松本氏はまず、日本の出版業界が衰退傾向にあるとして、出版と出版社の再生のために、“書評ホームページ”と、“投げ銭システム”を提案する。

“書評ホームページ”(http://www.shohyo.co.jp/)は、日本のネット上に書評ページがないことに気づき愕然とした松本氏が、欧米に比して量質共に低い日本の書評をなんとかしようと'97年に立ち上げたもの。米国では書籍の販売が前年度比数パーセント拡大しているが、その背景には充実したブック・レビューの存在があると指摘。

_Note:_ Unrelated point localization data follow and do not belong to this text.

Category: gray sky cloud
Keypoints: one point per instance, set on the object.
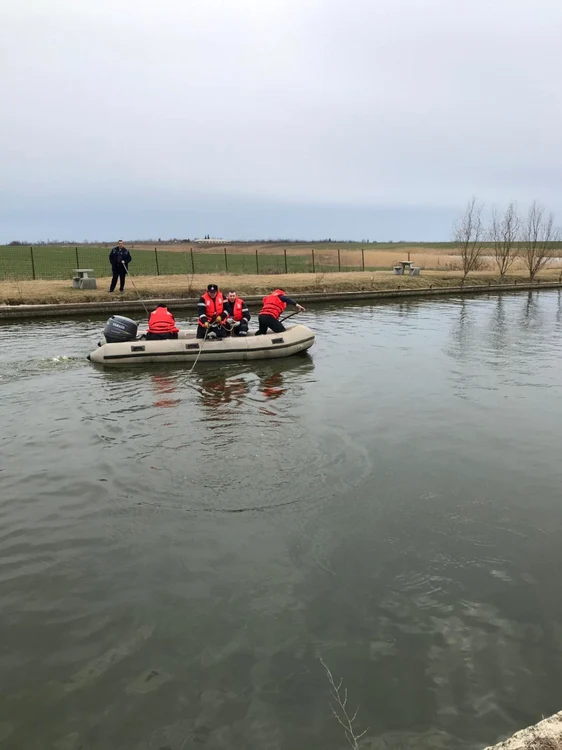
(393, 107)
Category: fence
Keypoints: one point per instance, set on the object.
(59, 262)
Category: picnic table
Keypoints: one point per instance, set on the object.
(400, 269)
(84, 278)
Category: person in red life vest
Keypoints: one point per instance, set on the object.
(161, 324)
(211, 314)
(238, 315)
(273, 306)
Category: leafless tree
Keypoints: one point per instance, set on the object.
(539, 234)
(339, 709)
(504, 234)
(469, 237)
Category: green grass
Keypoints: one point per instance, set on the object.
(52, 262)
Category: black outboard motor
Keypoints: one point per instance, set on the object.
(119, 329)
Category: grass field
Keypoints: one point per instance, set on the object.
(58, 262)
(17, 292)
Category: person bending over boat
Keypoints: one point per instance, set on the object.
(238, 315)
(119, 258)
(211, 314)
(273, 306)
(161, 324)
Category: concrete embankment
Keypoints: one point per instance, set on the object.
(10, 312)
(546, 735)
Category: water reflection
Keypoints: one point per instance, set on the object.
(164, 386)
(217, 390)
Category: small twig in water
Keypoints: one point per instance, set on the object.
(340, 711)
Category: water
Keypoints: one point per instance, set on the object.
(177, 553)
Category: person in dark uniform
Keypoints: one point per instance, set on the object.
(211, 314)
(161, 324)
(238, 315)
(273, 306)
(119, 258)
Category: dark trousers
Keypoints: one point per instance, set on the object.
(242, 327)
(268, 321)
(160, 336)
(218, 330)
(118, 273)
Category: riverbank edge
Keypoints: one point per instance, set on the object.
(11, 312)
(545, 735)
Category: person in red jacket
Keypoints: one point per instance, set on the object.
(238, 315)
(161, 324)
(273, 306)
(211, 314)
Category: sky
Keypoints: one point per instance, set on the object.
(266, 119)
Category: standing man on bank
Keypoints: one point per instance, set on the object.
(273, 306)
(119, 258)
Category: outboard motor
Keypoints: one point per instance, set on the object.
(119, 329)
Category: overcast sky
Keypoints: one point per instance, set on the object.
(274, 118)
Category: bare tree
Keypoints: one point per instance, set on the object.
(504, 233)
(339, 709)
(539, 233)
(469, 237)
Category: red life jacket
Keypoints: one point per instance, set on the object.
(237, 308)
(272, 305)
(213, 307)
(162, 321)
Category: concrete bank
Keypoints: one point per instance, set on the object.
(546, 735)
(11, 312)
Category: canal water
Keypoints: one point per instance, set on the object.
(178, 552)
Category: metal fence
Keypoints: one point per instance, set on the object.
(59, 262)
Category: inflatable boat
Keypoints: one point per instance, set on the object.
(122, 346)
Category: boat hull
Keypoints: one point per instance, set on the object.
(187, 348)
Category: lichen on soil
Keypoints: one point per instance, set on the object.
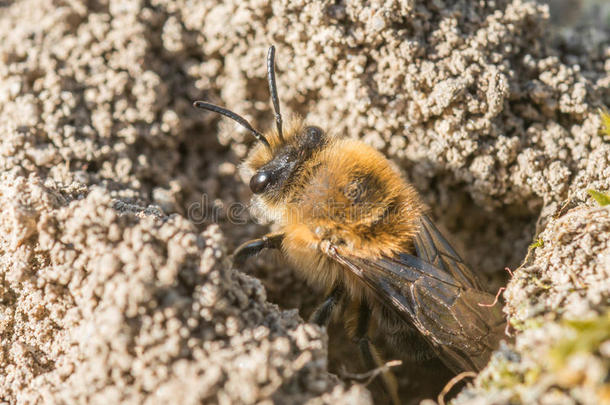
(116, 284)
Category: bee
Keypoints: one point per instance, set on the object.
(353, 227)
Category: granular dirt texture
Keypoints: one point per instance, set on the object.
(118, 198)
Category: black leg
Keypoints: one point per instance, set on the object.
(323, 313)
(252, 247)
(370, 356)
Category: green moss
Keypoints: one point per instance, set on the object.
(589, 335)
(601, 198)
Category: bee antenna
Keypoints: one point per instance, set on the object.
(273, 90)
(235, 117)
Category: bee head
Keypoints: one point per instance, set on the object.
(277, 159)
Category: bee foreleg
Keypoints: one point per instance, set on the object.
(321, 316)
(253, 247)
(370, 355)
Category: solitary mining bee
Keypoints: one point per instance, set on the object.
(352, 226)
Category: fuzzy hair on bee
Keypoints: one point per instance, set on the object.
(353, 227)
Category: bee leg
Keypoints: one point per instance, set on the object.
(254, 246)
(370, 355)
(321, 316)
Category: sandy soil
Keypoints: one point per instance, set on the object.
(117, 197)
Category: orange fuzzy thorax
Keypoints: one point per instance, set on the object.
(346, 193)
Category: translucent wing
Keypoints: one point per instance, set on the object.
(432, 247)
(438, 295)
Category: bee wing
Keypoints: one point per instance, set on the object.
(441, 307)
(433, 248)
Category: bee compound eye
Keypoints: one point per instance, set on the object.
(259, 181)
(313, 134)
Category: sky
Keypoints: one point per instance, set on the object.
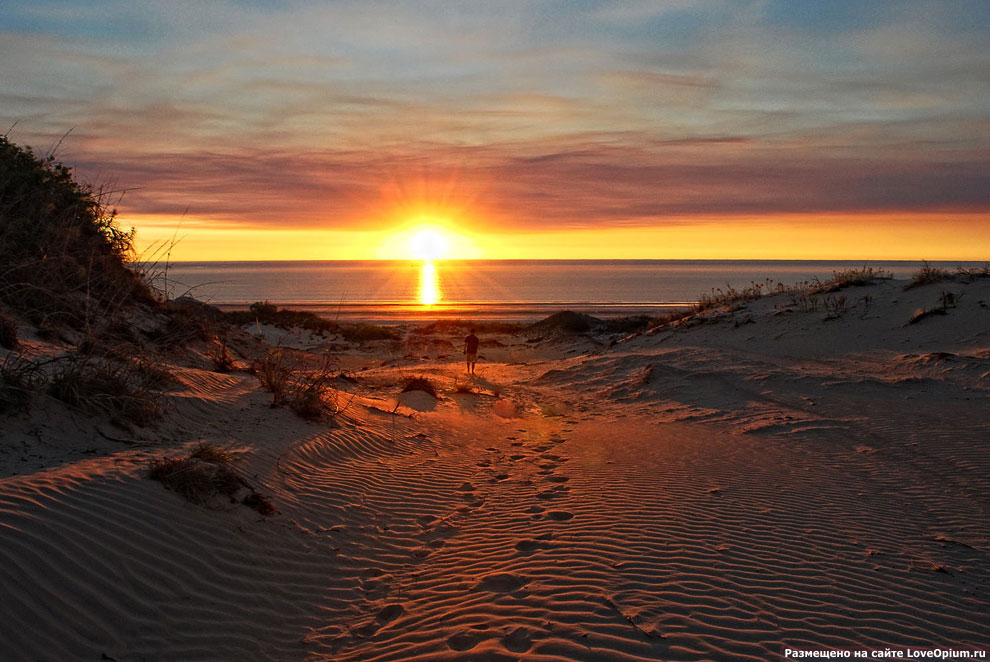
(521, 128)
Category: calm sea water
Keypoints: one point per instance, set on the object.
(502, 289)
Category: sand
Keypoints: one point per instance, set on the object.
(720, 490)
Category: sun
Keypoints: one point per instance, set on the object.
(429, 244)
(428, 240)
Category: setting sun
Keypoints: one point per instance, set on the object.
(428, 244)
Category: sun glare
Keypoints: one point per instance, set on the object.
(428, 244)
(429, 285)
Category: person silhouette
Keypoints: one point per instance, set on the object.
(471, 351)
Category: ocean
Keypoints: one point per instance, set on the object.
(389, 291)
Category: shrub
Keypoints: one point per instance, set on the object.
(196, 480)
(63, 260)
(206, 474)
(211, 453)
(223, 360)
(308, 393)
(274, 373)
(105, 387)
(18, 377)
(450, 326)
(420, 384)
(367, 332)
(8, 333)
(311, 394)
(926, 275)
(268, 313)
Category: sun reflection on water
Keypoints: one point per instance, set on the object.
(429, 285)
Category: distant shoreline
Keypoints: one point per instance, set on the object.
(402, 313)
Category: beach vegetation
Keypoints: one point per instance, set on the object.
(307, 392)
(459, 326)
(975, 273)
(629, 324)
(567, 321)
(311, 394)
(220, 356)
(8, 332)
(927, 275)
(63, 259)
(263, 312)
(206, 474)
(211, 453)
(104, 386)
(274, 372)
(18, 378)
(366, 332)
(420, 384)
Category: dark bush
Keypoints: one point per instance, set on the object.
(8, 333)
(63, 260)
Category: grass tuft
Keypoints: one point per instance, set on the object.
(926, 275)
(204, 475)
(8, 333)
(308, 393)
(105, 387)
(63, 259)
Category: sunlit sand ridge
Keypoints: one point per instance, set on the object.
(712, 491)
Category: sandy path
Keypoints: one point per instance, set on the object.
(718, 506)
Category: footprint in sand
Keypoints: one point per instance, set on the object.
(466, 639)
(528, 545)
(390, 613)
(519, 640)
(501, 582)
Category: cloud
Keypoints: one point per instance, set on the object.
(529, 113)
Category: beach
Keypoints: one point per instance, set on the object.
(760, 476)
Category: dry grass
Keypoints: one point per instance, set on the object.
(8, 333)
(220, 356)
(307, 392)
(206, 474)
(63, 260)
(263, 312)
(274, 372)
(105, 387)
(18, 378)
(928, 274)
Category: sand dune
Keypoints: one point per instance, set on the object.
(709, 492)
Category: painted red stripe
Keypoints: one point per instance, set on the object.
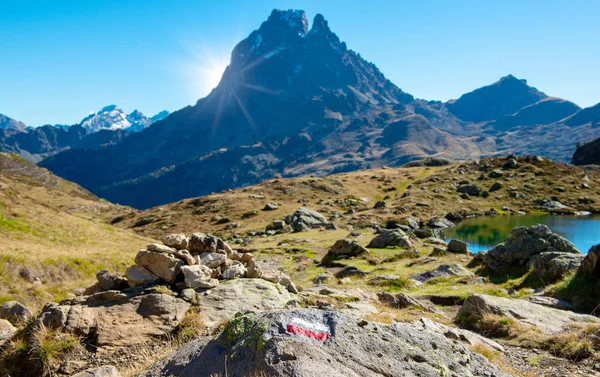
(296, 330)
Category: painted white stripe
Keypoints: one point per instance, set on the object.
(310, 325)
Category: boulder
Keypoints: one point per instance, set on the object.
(458, 247)
(345, 249)
(201, 243)
(390, 237)
(103, 371)
(552, 266)
(309, 343)
(454, 333)
(253, 270)
(440, 223)
(399, 301)
(443, 271)
(350, 271)
(270, 206)
(590, 265)
(177, 241)
(235, 295)
(15, 312)
(198, 276)
(7, 330)
(165, 266)
(470, 189)
(496, 186)
(108, 281)
(140, 276)
(236, 271)
(113, 319)
(525, 243)
(211, 260)
(303, 219)
(544, 319)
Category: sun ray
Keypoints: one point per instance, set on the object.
(244, 111)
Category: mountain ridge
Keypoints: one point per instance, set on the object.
(288, 82)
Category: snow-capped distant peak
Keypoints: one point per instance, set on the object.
(113, 118)
(109, 118)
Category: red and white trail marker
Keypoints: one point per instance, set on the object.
(313, 330)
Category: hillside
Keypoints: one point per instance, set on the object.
(588, 153)
(421, 191)
(54, 235)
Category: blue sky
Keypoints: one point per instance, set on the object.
(62, 59)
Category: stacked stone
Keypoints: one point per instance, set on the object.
(199, 261)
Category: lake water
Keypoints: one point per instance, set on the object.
(483, 233)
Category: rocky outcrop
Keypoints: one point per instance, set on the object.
(303, 219)
(443, 271)
(545, 319)
(15, 312)
(390, 237)
(222, 302)
(7, 330)
(305, 343)
(103, 371)
(117, 318)
(550, 255)
(343, 249)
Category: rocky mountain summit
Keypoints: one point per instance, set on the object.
(108, 126)
(295, 100)
(588, 153)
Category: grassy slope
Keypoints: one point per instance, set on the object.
(55, 231)
(405, 190)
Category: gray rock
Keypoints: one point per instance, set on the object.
(442, 271)
(198, 276)
(7, 330)
(253, 270)
(552, 266)
(457, 247)
(544, 319)
(344, 249)
(550, 302)
(177, 241)
(322, 277)
(211, 260)
(380, 204)
(165, 266)
(103, 371)
(523, 244)
(311, 343)
(440, 223)
(15, 312)
(304, 219)
(453, 333)
(350, 271)
(590, 265)
(391, 237)
(236, 271)
(108, 281)
(470, 189)
(201, 243)
(496, 187)
(118, 319)
(235, 295)
(270, 206)
(140, 276)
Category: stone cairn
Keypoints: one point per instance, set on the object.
(199, 261)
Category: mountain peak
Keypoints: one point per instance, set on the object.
(292, 19)
(504, 97)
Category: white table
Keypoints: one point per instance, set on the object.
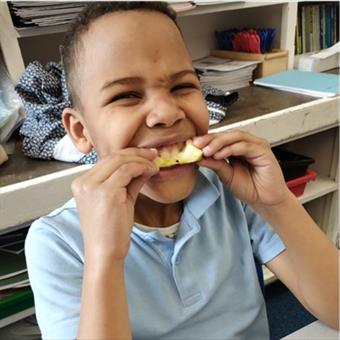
(316, 330)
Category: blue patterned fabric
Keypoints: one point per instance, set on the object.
(44, 94)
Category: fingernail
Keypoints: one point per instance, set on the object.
(207, 151)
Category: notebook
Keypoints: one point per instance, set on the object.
(309, 83)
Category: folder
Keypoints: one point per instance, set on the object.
(309, 83)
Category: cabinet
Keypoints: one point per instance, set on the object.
(305, 124)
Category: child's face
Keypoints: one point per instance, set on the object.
(138, 89)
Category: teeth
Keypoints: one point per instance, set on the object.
(175, 154)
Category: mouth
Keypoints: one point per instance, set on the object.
(177, 154)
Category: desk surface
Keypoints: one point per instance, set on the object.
(314, 331)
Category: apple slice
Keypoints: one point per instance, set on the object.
(190, 154)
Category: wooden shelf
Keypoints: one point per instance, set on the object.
(318, 188)
(199, 10)
(228, 6)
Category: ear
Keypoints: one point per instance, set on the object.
(76, 128)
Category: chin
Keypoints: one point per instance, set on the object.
(171, 189)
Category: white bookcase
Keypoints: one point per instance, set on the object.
(310, 128)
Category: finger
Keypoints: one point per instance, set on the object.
(201, 141)
(106, 167)
(219, 141)
(136, 185)
(253, 153)
(123, 176)
(149, 154)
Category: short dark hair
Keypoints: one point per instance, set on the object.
(81, 24)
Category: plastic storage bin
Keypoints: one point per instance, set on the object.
(297, 185)
(292, 165)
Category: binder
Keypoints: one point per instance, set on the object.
(308, 83)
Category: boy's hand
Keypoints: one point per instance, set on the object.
(105, 197)
(246, 165)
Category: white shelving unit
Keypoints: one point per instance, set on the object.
(311, 128)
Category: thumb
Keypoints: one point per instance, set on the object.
(223, 169)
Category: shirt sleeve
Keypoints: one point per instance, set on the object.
(55, 273)
(265, 242)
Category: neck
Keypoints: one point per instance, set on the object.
(155, 214)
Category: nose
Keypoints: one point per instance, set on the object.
(164, 112)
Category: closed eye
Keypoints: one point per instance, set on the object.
(184, 86)
(126, 96)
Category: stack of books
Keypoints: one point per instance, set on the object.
(15, 291)
(225, 74)
(43, 13)
(317, 26)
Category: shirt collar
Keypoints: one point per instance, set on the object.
(203, 196)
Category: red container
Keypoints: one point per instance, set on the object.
(297, 185)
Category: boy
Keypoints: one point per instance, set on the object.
(168, 253)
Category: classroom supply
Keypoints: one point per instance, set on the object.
(246, 40)
(225, 74)
(308, 83)
(319, 61)
(268, 63)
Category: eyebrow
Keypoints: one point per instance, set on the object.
(134, 80)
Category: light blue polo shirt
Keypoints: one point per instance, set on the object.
(202, 285)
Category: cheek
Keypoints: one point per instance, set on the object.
(199, 115)
(114, 133)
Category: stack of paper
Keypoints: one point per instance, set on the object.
(13, 270)
(309, 83)
(225, 74)
(43, 13)
(319, 61)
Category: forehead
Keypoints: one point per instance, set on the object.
(121, 43)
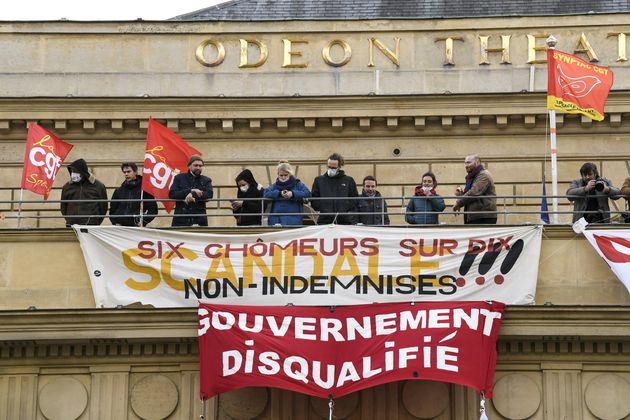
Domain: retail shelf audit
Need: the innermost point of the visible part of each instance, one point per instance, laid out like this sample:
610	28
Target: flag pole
20	206
141	206
551	43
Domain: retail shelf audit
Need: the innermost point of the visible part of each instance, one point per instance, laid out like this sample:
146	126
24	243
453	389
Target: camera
600	184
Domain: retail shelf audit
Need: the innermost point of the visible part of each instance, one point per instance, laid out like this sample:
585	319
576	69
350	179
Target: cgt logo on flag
575	86
44	156
613	245
615	249
166	156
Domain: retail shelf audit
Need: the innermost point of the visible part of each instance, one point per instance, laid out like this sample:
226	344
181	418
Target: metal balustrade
511	209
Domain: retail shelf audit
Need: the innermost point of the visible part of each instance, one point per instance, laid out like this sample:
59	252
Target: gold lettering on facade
621	45
263	53
583	47
448	49
200	53
532	48
504	50
347	53
289	54
394	57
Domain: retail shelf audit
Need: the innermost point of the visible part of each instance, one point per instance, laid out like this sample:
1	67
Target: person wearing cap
287	197
127	213
335	194
191	190
83	186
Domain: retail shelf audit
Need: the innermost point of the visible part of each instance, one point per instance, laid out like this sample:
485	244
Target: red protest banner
166	156
44	156
314	351
575	86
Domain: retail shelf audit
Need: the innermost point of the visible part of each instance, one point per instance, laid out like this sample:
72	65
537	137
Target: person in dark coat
334	188
423	208
590	194
127	213
288	194
83	186
248	210
192	190
479	196
372	207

対する日本では、書評誌が少ない上に、様々な分野のトピックに関する、専門家による専門的な書評もほとんどない。このため、このページでは学術情報の充実にも力を入れている。また、このページには誰でも参加して書評を書くことができる。その他、松本氏がフリー編集者の仲俣暁生氏を口説き落として開いた“書評PUNCH”のコーナーがある。

書評ホームページの画面
書評ホームページの画面



“投げ銭システム”とは、大道芸人の帽子や空き缶に小銭を投げ入れるように、ユーザーが、気に入ったホームページや優れたネット上のテキストにいくらかのお金を支払うというもの。インターネットの普及で個人による情報発信が可能になったといわれるが、個人では口座が開設できないなど様々な問題が生じて、まだまだ経済のインフラは整備されていない状況という。現在良質なホームページを経済的にバックアップするのはバナー広告だけだが、少額でもお金を払える“投げ銭システム”によって、ユーザー自身がホームページを支えていく態勢が実現できる。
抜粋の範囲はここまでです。